[LLVMdev] LLVM ARM VMLA instruction

Thu Dec 19 00:35:19 PST 2013

> cortex-a8 vfpv4 with ffp-contract=fast : vfma instruction emitted ( this
> seems a bug to me!! If cortex-a8 doesn't come with vfpv4 then vfma
> instructions generated will be invalid )

If I'm understanding correctly, you've specifically told it this
Cortex-A8 *does* come with vfpv4. Those kinds of odd combinations can
be useful sometimes (if only for tests), so I'm not sure policing them
is a good idea.

> cortex-a15 vfpv4 : vmla instruction emitted (which is a NEON instruction)

I get a VFP vmla here rather than a NEON one (clang -target
armv7-linux-gnueabihf -mcpu=cortex-a15): "vmla.f32 s0, s1, s2". Are
you seeing something different?

> However, if gcc emits vmla (NEON) instruction with cortex-a8 then shouldn't
> LLVM also emit vmla (NEON) instruction?

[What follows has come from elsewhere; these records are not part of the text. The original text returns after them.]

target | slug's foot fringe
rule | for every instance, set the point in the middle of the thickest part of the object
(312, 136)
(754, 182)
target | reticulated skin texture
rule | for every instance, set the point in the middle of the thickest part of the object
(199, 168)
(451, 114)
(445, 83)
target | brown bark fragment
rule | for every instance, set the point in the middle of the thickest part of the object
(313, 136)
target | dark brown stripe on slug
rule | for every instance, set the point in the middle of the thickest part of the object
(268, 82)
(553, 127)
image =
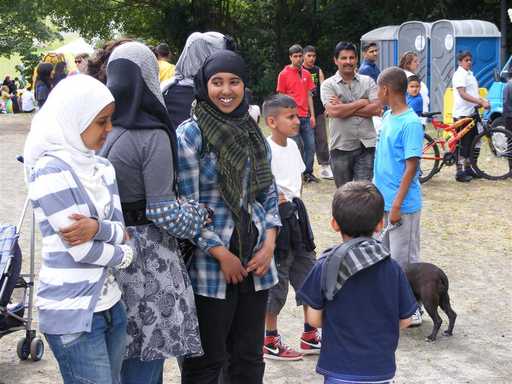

It appears we've decided in the past that vmla just isn't worth it on
Cortex-A8. There's this comment in the source:

// Some processors have FP multiply-accumulate instructions that don't
// play nicely with other VFP / NEON instructions, and it's generally better
// to just not use them.

Sufficient benchmarking evidence could overturn that decision, but I
assume the people who added it in the first place didn't do so on a
whim.

> The performance gain with vmla instruction is huge.

Is it, on Cortex-A8? The TRM referrs to them jumping across pipelines
in odd ways, and that was a very primitive core so it's almost
certainly not going to be just as good as a vmul (in fact if I'm
reading correctly, it takes pretty much exactly the same time as
separate vmul and vadd instructions, 10 cycles vs 2 * 5).

Cheers.

Tim.